Gravierende Mängel betreffen laut Bericht die bisher 31 Notstandsdekrete. Sie wurden nicht einer sorgfältigen und wirksamen Kontrolle durch das Parlament unterzogen, wodurch sie der gerichtlichen Überprüfung entzogen sind. Keines der Notstandsdekrete war bisher Gegenstand einer Entscheidung des Verfassungsgerichtshofes. Diese Notverordnungen haben insbesondere bestimmte bürgerliche und politische Rechte, einschließlich der Meinungs- und Versammlungsfreiheit sowie der Verfahrensrechte, eingeschränkt. Sie haben zudem wichtige bestehende Rechtsakte geändert, die auch nach der Aufhebung des Ausnahmezustands nach Meinung der EK ihre Wirkung behalten werden.
Die Zivilgesellschaft ist zunehmend unter Druck geraten, insbesondere angesichts einer großen Zahl von Verhaftungen von Aktivisten, einschließlich Menschenrechtsverteidigern, und der wiederholten Anwendung von Demonstrationsverboten, was zu einer raschen Einengung der Grundrechte und -freiheiten geführt hat.
Das türkische Justizsystem ist von weiteren gravierenden Rückschlägen, insbesondere im Hinblick auf die Unabhängigkeit der Justiz, geprägt.
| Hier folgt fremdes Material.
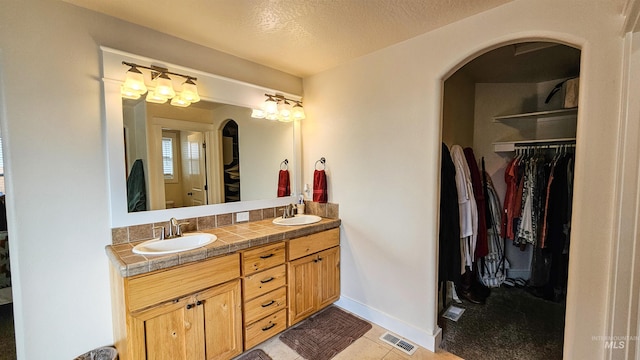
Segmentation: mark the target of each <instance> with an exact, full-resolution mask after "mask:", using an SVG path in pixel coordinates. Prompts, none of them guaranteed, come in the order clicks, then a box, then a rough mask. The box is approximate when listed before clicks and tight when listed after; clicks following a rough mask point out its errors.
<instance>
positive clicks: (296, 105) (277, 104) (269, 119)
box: [251, 94, 306, 122]
mask: <svg viewBox="0 0 640 360" xmlns="http://www.w3.org/2000/svg"><path fill="white" fill-rule="evenodd" d="M264 95H265V96H266V97H267V100H265V102H264V103H263V104H262V108H260V109H253V111H252V112H251V117H252V118H257V119H267V120H278V121H282V122H290V121H293V120H302V119H304V118H305V117H306V115H305V113H304V108H303V107H302V101H300V100H293V99H288V98H286V97H284V96H283V95H280V94H275V95H271V94H264ZM291 103H294V105H293V106H291Z"/></svg>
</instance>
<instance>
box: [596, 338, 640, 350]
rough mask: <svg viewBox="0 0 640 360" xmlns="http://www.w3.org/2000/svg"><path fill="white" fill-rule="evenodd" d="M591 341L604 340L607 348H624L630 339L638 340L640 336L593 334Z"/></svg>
mask: <svg viewBox="0 0 640 360" xmlns="http://www.w3.org/2000/svg"><path fill="white" fill-rule="evenodd" d="M591 341H602V342H603V343H604V348H605V349H624V348H626V347H628V346H629V342H630V341H638V336H628V335H622V336H602V335H598V336H592V337H591Z"/></svg>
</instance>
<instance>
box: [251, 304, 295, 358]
mask: <svg viewBox="0 0 640 360" xmlns="http://www.w3.org/2000/svg"><path fill="white" fill-rule="evenodd" d="M286 327H287V314H286V310H285V309H282V310H280V311H278V312H277V313H275V314H273V315H269V316H267V317H266V318H264V319H262V320H260V321H258V322H255V323H253V324H251V325H249V326H247V327H245V329H244V340H245V349H250V348H252V347H254V346H256V345H258V344H260V343H261V342H263V341H265V340H267V339H268V338H270V337H272V336H274V335H276V334H278V333H279V332H281V331H283V330H284V329H286Z"/></svg>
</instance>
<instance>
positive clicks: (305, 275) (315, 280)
mask: <svg viewBox="0 0 640 360" xmlns="http://www.w3.org/2000/svg"><path fill="white" fill-rule="evenodd" d="M317 278H318V266H317V260H316V257H315V255H310V256H306V257H303V258H301V259H298V260H294V261H291V262H289V285H288V286H289V297H288V302H289V317H288V318H289V326H291V325H293V324H295V323H297V322H299V321H300V320H302V319H304V318H306V317H309V316H310V315H311V314H313V313H314V312H315V310H316V297H317V294H316V289H317V286H316V284H317V282H318V280H317Z"/></svg>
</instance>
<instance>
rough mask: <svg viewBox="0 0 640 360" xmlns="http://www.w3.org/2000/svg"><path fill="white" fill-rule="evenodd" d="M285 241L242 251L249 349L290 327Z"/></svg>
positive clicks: (243, 297)
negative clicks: (288, 319)
mask: <svg viewBox="0 0 640 360" xmlns="http://www.w3.org/2000/svg"><path fill="white" fill-rule="evenodd" d="M285 260H286V257H285V243H284V242H278V243H275V244H272V245H267V246H263V247H259V248H256V249H250V250H247V251H244V252H242V271H243V279H242V288H243V305H244V342H245V349H250V348H252V347H254V346H255V345H257V344H259V343H261V342H263V341H265V340H267V339H268V338H270V337H272V336H274V335H276V334H278V333H279V332H281V331H283V330H285V329H286V328H287V316H286V307H287V288H286V286H287V271H286V265H285Z"/></svg>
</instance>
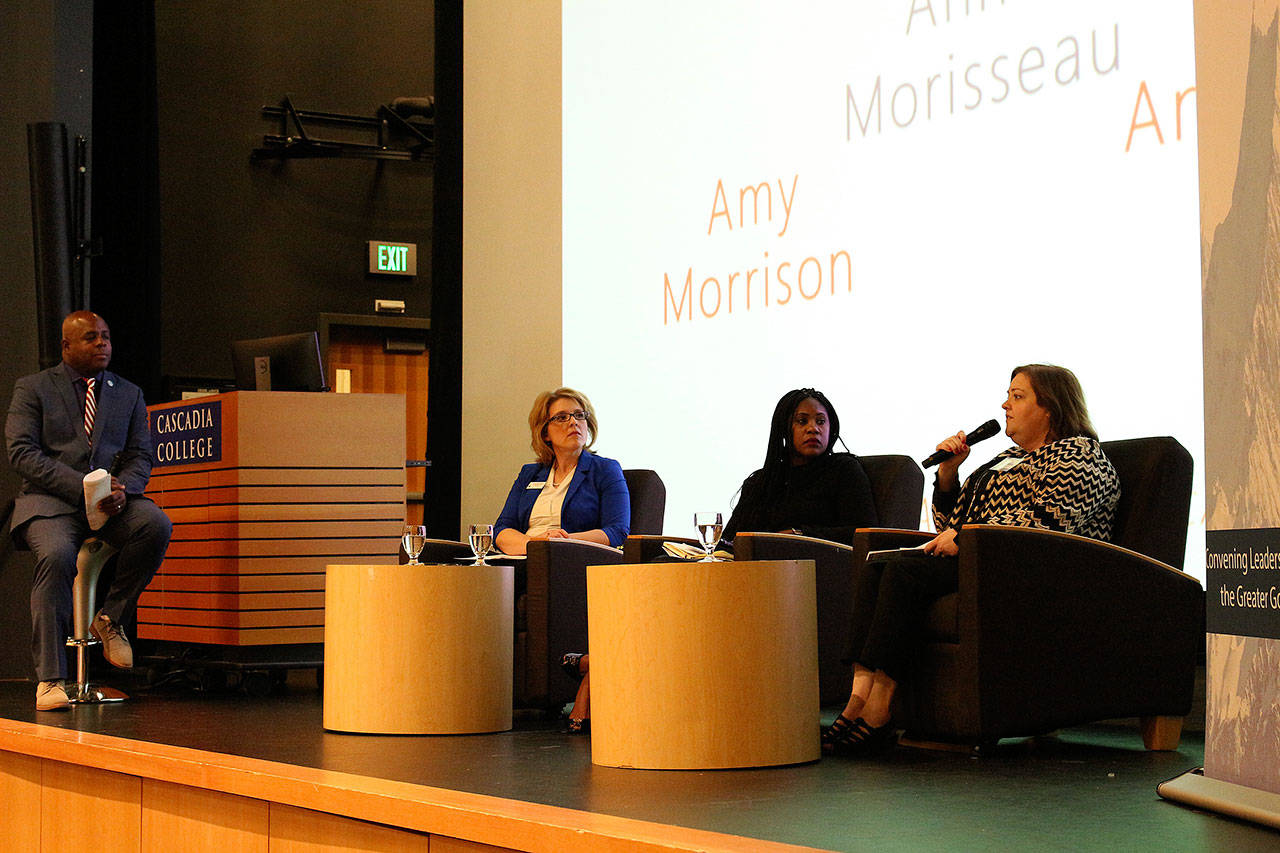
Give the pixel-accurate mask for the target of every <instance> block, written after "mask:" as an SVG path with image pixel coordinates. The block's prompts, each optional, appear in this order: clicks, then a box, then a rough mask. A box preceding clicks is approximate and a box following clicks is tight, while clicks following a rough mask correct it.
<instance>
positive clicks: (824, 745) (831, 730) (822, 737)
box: [822, 713, 854, 747]
mask: <svg viewBox="0 0 1280 853" xmlns="http://www.w3.org/2000/svg"><path fill="white" fill-rule="evenodd" d="M851 725H854V721H852V720H850V719H849V717H846V716H845V715H844V713H840V715H837V716H836V720H835V722H832V724H831V725H829V726H823V727H822V745H823V747H826V745H828V744H832V743H835V742H836V740H838V739H840V738H842V736H844V735H845V733H846V731H849V726H851Z"/></svg>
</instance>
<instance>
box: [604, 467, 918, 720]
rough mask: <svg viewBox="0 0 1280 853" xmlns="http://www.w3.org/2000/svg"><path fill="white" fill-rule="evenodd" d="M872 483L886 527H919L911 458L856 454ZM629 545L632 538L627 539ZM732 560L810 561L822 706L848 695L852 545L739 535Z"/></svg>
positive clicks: (741, 534)
mask: <svg viewBox="0 0 1280 853" xmlns="http://www.w3.org/2000/svg"><path fill="white" fill-rule="evenodd" d="M858 459H859V461H860V462H861V465H863V470H865V471H867V478H868V479H869V480H870V483H872V498H873V500H874V502H876V515H877V516H878V517H879V520H881V524H884V525H887V526H902V528H909V526H919V523H920V510H922V507H923V502H924V475H923V474H922V473H920V466H919V465H916V464H915V460H913V459H911V457H910V456H859V457H858ZM627 547H631V540H630V539H628V540H627ZM733 557H735V560H813V561H814V570H815V578H817V585H818V695H819V699H820V702H822V703H823V704H833V703H836V702H844V701H845V699H847V698H849V690H850V686H851V683H852V671H851V670H850V667H849V666H846V665H845V663H841V662H840V658H841V656H842V654H844V652H845V638H846V635H847V633H849V612H850V608H851V602H852V599H851V594H852V584H851V583H850V581H851V576H850V571H849V567H850V565H851V560H852V548H850V547H849V546H846V544H841V543H838V542H829V540H827V539H814V538H810V537H797V535H790V534H785V533H740V534H739V535H737V538H736V539H735V542H733Z"/></svg>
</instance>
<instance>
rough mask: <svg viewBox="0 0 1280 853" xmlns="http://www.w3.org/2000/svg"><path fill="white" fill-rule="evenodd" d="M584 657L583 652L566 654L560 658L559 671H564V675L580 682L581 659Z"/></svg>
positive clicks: (585, 656) (567, 653)
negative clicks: (569, 676) (563, 670)
mask: <svg viewBox="0 0 1280 853" xmlns="http://www.w3.org/2000/svg"><path fill="white" fill-rule="evenodd" d="M584 657H586V654H585V653H584V652H568V653H567V654H564V657H562V658H561V669H562V670H564V675H567V676H570V678H571V679H577V680H581V678H582V669H581V666H582V658H584Z"/></svg>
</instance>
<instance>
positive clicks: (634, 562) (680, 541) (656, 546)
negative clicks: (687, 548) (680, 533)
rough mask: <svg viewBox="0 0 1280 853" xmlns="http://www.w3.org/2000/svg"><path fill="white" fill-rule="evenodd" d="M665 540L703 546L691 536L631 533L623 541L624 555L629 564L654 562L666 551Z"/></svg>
mask: <svg viewBox="0 0 1280 853" xmlns="http://www.w3.org/2000/svg"><path fill="white" fill-rule="evenodd" d="M663 542H682V543H685V544H691V546H695V547H699V548H700V547H701V543H700V542H699V540H698V539H692V538H690V537H664V535H660V534H655V533H643V534H635V533H634V534H631V535H630V537H627V540H626V542H623V543H622V555H623V556H625V557H626V561H627V562H628V564H637V562H653V561H654V560H657V558H658V557H660V556H663V555H664V553H666V552H664V551H663V549H662V543H663Z"/></svg>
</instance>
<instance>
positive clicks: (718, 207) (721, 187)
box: [707, 178, 733, 237]
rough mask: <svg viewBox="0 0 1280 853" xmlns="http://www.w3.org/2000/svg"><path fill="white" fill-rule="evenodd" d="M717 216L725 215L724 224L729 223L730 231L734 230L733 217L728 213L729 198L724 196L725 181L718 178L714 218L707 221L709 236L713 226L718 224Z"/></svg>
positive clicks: (707, 233)
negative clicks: (724, 187)
mask: <svg viewBox="0 0 1280 853" xmlns="http://www.w3.org/2000/svg"><path fill="white" fill-rule="evenodd" d="M716 216H724V224H726V225H728V229H730V231H733V218H732V216H730V215H728V199H726V197H724V182H723V181H719V179H718V178H717V181H716V197H714V199H712V218H710V222H708V223H707V236H708V237H710V234H712V227H713V225H714V224H716Z"/></svg>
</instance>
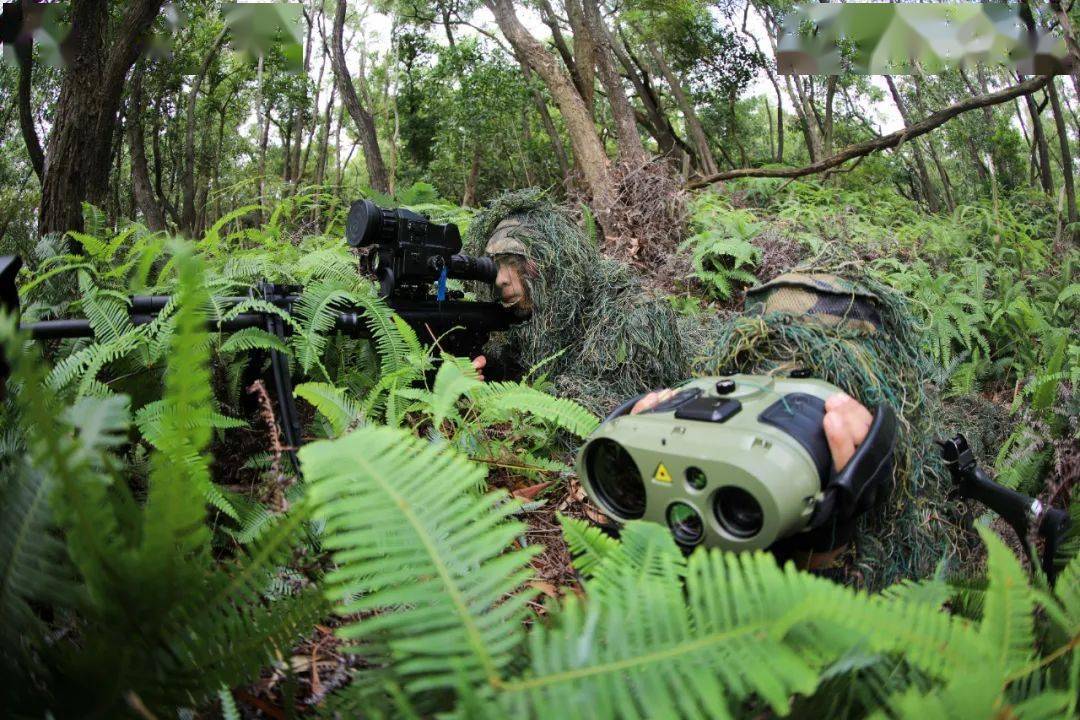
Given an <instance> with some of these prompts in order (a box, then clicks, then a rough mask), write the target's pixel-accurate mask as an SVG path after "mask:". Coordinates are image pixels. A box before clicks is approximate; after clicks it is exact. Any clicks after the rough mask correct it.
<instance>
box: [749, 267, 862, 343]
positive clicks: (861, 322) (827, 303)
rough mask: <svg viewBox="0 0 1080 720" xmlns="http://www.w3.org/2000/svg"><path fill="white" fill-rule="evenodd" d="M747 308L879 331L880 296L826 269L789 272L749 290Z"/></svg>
mask: <svg viewBox="0 0 1080 720" xmlns="http://www.w3.org/2000/svg"><path fill="white" fill-rule="evenodd" d="M745 308H746V312H747V313H751V314H758V315H767V314H769V313H774V312H779V313H787V314H791V315H797V316H799V317H801V318H805V320H807V321H812V322H816V323H821V324H822V325H827V326H829V327H845V328H851V329H859V330H864V331H867V332H876V331H877V330H879V329H880V328H881V316H880V313H879V312H878V308H877V298H876V297H875V296H874V295H873V294H872V293H868V291H866V290H865V289H863V288H861V287H859V286H858V285H855V284H854V283H851V282H850V281H847V280H843V279H842V277H838V276H836V275H828V274H823V273H787V274H784V275H779V276H778V277H775V279H774V280H772V281H770V282H768V283H766V284H765V285H759V286H757V287H752V288H751V289H748V290H746V302H745Z"/></svg>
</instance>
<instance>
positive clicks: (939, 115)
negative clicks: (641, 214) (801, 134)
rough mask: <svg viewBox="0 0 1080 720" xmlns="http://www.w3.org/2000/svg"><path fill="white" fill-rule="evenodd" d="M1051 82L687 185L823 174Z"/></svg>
mask: <svg viewBox="0 0 1080 720" xmlns="http://www.w3.org/2000/svg"><path fill="white" fill-rule="evenodd" d="M1049 81H1050V76H1039V77H1036V78H1031V79H1030V80H1026V81H1024V82H1022V83H1020V84H1017V85H1013V86H1012V87H1007V89H1005V90H1000V91H998V92H996V93H989V94H988V95H980V96H978V97H972V98H969V99H967V100H963V101H962V103H957V104H956V105H953V106H949V107H947V108H945V109H944V110H939V111H937V112H935V113H933V114H931V116H929V117H927V118H926V119H923V120H920V121H919V122H917V123H913V124H910V125H908V126H906V127H903V128H901V130H897V131H896V132H895V133H890V134H889V135H882V136H881V137H878V138H874V139H872V140H865V141H863V142H855V144H854V145H849V146H848V147H846V148H845V149H842V150H840V151H839V152H837V153H836V154H834V155H831V157H828V158H824V159H822V160H819V161H818V162H815V163H811V164H809V165H806V166H805V167H740V168H737V169H729V171H724V172H723V173H716V174H715V175H711V176H708V177H704V178H699V179H697V180H693V181H691V182H688V184H687V186H686V187H687V188H688V189H691V190H693V189H696V188H703V187H705V186H708V185H712V184H714V182H720V181H723V180H733V179H735V178H740V177H789V178H797V177H802V176H805V175H813V174H815V173H822V172H824V171H827V169H831V168H833V167H836V166H837V165H842V164H843V163H846V162H848V161H849V160H853V159H855V158H862V157H864V155H868V154H869V153H872V152H876V151H878V150H886V149H888V148H894V147H897V146H899V145H901V144H902V142H906V141H908V140H912V139H914V138H916V137H919V136H920V135H926V134H927V133H929V132H930V131H932V130H934V128H935V127H939V126H941V125H944V124H945V123H946V122H948V121H949V120H951V119H953V118H955V117H957V116H958V114H961V113H964V112H968V111H969V110H976V109H978V108H985V107H987V106H990V105H999V104H1001V103H1007V101H1008V100H1011V99H1013V98H1014V97H1018V96H1021V95H1027V94H1030V93H1034V92H1036V91H1037V90H1040V89H1042V87H1043V86H1044V85H1045V84H1047V83H1048V82H1049Z"/></svg>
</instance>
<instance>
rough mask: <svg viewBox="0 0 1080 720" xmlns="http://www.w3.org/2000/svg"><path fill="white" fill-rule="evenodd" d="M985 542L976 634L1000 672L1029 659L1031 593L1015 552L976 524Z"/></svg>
mask: <svg viewBox="0 0 1080 720" xmlns="http://www.w3.org/2000/svg"><path fill="white" fill-rule="evenodd" d="M978 534H980V536H981V538H982V539H983V542H984V543H985V544H986V549H987V559H986V569H987V578H988V580H989V584H988V585H987V588H986V595H985V599H984V604H983V608H984V609H983V621H982V623H980V635H981V636H982V638H983V640H984V641H985V642H986V646H987V648H988V650H989V652H990V656H989V657H988V660H989V661H990V662H993V663H994V664H995V666H996V667H999V668H1000V669H1001V671H1002V674H1008V673H1011V671H1013V670H1015V669H1017V668H1018V667H1023V666H1025V665H1027V664H1028V663H1029V662H1030V661H1031V656H1032V653H1034V648H1035V619H1034V616H1032V612H1034V611H1035V601H1034V596H1032V595H1031V592H1030V589H1029V588H1028V585H1027V576H1026V575H1025V574H1024V569H1023V568H1022V567H1021V565H1020V561H1018V560H1017V559H1016V556H1015V555H1013V553H1012V551H1010V549H1009V548H1008V547H1005V544H1004V543H1003V542H1001V539H1000V538H998V536H997V535H996V534H995V533H994V532H993V531H991V530H989V529H987V528H984V527H980V528H978Z"/></svg>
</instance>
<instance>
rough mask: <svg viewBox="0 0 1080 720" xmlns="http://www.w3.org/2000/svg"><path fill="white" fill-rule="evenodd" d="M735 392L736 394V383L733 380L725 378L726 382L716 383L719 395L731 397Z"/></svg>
mask: <svg viewBox="0 0 1080 720" xmlns="http://www.w3.org/2000/svg"><path fill="white" fill-rule="evenodd" d="M733 392H735V381H734V380H732V379H731V378H725V379H724V380H717V381H716V394H717V395H730V394H731V393H733Z"/></svg>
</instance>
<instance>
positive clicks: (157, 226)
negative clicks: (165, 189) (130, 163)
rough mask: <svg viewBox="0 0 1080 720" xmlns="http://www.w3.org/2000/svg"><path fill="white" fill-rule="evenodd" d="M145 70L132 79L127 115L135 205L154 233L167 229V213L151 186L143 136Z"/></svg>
mask: <svg viewBox="0 0 1080 720" xmlns="http://www.w3.org/2000/svg"><path fill="white" fill-rule="evenodd" d="M143 74H144V67H143V66H139V68H138V70H136V72H135V73H134V76H133V77H132V87H131V93H132V98H131V109H130V110H129V112H127V145H129V146H131V152H132V194H133V195H134V196H135V206H136V207H138V209H139V212H141V213H143V218H144V219H145V220H146V227H147V228H149V229H150V230H152V231H154V232H159V231H162V230H165V229H166V226H165V214H164V212H163V210H162V208H161V205H160V204H159V203H158V199H157V198H156V196H154V194H153V186H152V185H151V184H150V171H149V168H148V166H147V162H146V138H145V136H144V133H143V113H144V111H145V110H146V97H145V96H144V95H143Z"/></svg>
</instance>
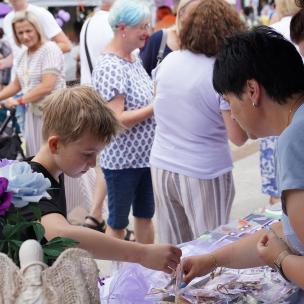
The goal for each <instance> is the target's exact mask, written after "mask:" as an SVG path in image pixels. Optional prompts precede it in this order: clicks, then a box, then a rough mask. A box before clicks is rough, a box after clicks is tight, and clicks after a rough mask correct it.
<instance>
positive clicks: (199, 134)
mask: <svg viewBox="0 0 304 304" xmlns="http://www.w3.org/2000/svg"><path fill="white" fill-rule="evenodd" d="M185 62H187V64H185ZM213 62H214V59H213V58H208V57H206V56H205V55H203V54H194V53H192V52H189V51H186V50H184V51H175V52H173V53H171V54H169V55H168V56H167V57H166V58H165V59H164V61H163V63H162V64H161V65H160V66H159V68H158V69H157V73H156V78H155V81H156V87H157V89H156V97H155V102H154V104H155V105H154V112H155V118H156V123H157V127H156V136H155V141H154V144H153V150H152V153H151V160H150V161H151V164H153V165H154V166H156V167H158V166H159V165H161V168H166V169H167V170H169V171H173V172H178V173H181V174H184V175H187V176H192V177H195V178H203V179H207V178H213V177H215V176H218V175H219V174H222V173H223V172H225V171H226V172H227V171H230V170H231V169H232V161H231V156H230V149H229V145H228V139H227V133H226V129H225V125H224V121H223V118H222V116H221V115H220V112H219V108H220V102H221V101H220V97H219V96H218V95H217V94H216V93H215V91H214V89H213V86H212V83H211V77H210V75H211V74H212V68H213ZM198 66H200V67H201V68H200V69H197V67H198ZM189 75H192V76H191V78H189ZM181 117H182V118H183V119H181Z"/></svg>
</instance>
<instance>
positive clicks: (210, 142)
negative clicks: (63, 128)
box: [150, 0, 247, 244]
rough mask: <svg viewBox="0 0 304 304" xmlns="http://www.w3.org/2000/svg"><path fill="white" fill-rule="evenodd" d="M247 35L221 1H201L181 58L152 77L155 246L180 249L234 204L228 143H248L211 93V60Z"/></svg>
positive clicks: (240, 130) (230, 207)
mask: <svg viewBox="0 0 304 304" xmlns="http://www.w3.org/2000/svg"><path fill="white" fill-rule="evenodd" d="M242 30H244V24H243V23H242V22H241V20H240V18H239V15H238V13H237V12H236V10H235V9H234V8H232V7H231V6H230V5H229V4H227V3H226V2H225V1H224V0H200V1H198V4H197V5H196V6H195V10H192V11H191V13H190V14H189V16H188V18H187V19H186V20H185V22H184V23H183V24H182V26H181V30H180V35H179V36H180V46H181V50H179V51H175V52H172V53H170V54H169V55H168V56H167V57H166V58H165V59H164V61H163V62H162V64H161V65H159V66H158V68H157V69H156V70H155V83H156V96H155V102H154V114H155V119H156V123H157V127H156V134H155V138H154V142H153V147H152V151H151V156H150V163H151V171H152V180H153V189H154V197H155V203H156V212H157V223H158V231H161V232H162V233H161V234H159V239H160V241H161V242H169V243H173V244H178V243H182V242H186V241H190V240H192V239H194V238H196V237H198V236H200V235H201V234H202V233H204V232H205V231H207V230H211V229H214V228H215V227H217V226H219V225H221V224H224V223H227V221H228V219H229V214H230V209H231V205H232V202H233V198H234V184H233V177H232V172H231V170H232V160H231V155H230V147H229V144H228V138H229V139H230V140H231V141H232V142H234V143H235V144H237V145H241V144H243V143H244V142H245V141H246V140H247V135H246V134H245V133H244V132H243V131H242V130H241V129H240V127H239V126H238V124H237V123H236V122H235V121H234V120H233V119H232V118H231V114H230V109H229V105H228V104H227V103H226V102H225V101H224V100H223V99H222V98H221V97H220V96H219V95H218V94H216V92H215V91H214V88H213V86H212V81H211V80H212V68H213V63H214V56H215V55H216V53H217V52H218V49H219V47H220V46H221V45H222V44H223V43H224V39H225V37H226V36H228V35H230V34H232V33H234V32H236V31H242Z"/></svg>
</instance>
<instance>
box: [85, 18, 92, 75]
mask: <svg viewBox="0 0 304 304" xmlns="http://www.w3.org/2000/svg"><path fill="white" fill-rule="evenodd" d="M90 21H91V20H89V21H88V23H87V26H86V30H85V32H84V49H85V52H86V56H87V60H88V64H89V69H90V72H91V75H92V72H93V64H92V61H91V56H90V53H89V48H88V43H87V40H88V39H87V32H88V27H89V23H90Z"/></svg>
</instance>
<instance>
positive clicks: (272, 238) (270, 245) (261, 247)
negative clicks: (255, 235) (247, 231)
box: [257, 232, 289, 267]
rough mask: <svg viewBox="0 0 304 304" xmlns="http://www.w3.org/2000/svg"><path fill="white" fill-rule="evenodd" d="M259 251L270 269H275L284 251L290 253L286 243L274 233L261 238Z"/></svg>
mask: <svg viewBox="0 0 304 304" xmlns="http://www.w3.org/2000/svg"><path fill="white" fill-rule="evenodd" d="M257 250H258V253H259V256H260V257H261V259H262V260H263V261H264V262H265V263H266V264H267V265H268V266H270V267H273V265H274V264H273V263H274V261H275V260H276V258H277V257H278V256H279V254H280V253H281V252H282V251H284V250H288V251H289V249H288V246H287V245H286V243H285V242H284V241H283V240H282V239H280V238H279V237H278V236H276V235H275V234H274V233H273V232H267V233H265V234H264V235H263V236H262V237H261V239H260V240H259V242H258V244H257Z"/></svg>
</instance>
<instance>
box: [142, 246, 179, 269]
mask: <svg viewBox="0 0 304 304" xmlns="http://www.w3.org/2000/svg"><path fill="white" fill-rule="evenodd" d="M181 256H182V251H181V250H180V249H179V248H177V247H175V246H173V245H154V244H153V245H145V246H144V252H143V256H142V257H141V258H140V259H141V262H140V264H141V265H143V266H144V267H147V268H151V269H155V270H161V271H164V272H166V273H172V272H173V270H175V269H176V267H177V265H178V264H179V263H180V258H181Z"/></svg>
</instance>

Die Verfassungsänderungen bezüglich des Rates der Richter und Staatsanwälte (CJP) haben dessen Unabhängigkeit von der Exekutive weiter untergraben. Die CJP setzte die großangelegte Suspendierung und Versetzung von Richtern und Staatsanwälten fort.
Auch in den Bereichen Versammlungs- und Vereinigungsfreiheit, Verfahrens- und Eigentumsrechte gab es gravierende Rückschläge. Die Situation in Bezug auf die Verhütung von Folter und Misshandlung gibt weiterhin Anlass zu ernster Besorgnis. In mehreren glaubwürdigen Berichten von Menschenrechtsorganisationen, so die EK, wird behauptet, dass die Aufhebung wichtiger Schutzmaßnahmen durch die Notverordnungen die Gefahr der Straffreiheit für die Täter solcher Verbrechen erhöht und zu einer Zunahme der Fälle von Folter und Misshandlung in Haft geführt hat. Diesbezügliche Klagen bergen angeblich das Risiko von Repressalien. Die Notstandsdekrete brachten zusätzliche Einschränkungen der Verfahrensrechte, einschließlich der Rechte der Verteidigung, mit sich.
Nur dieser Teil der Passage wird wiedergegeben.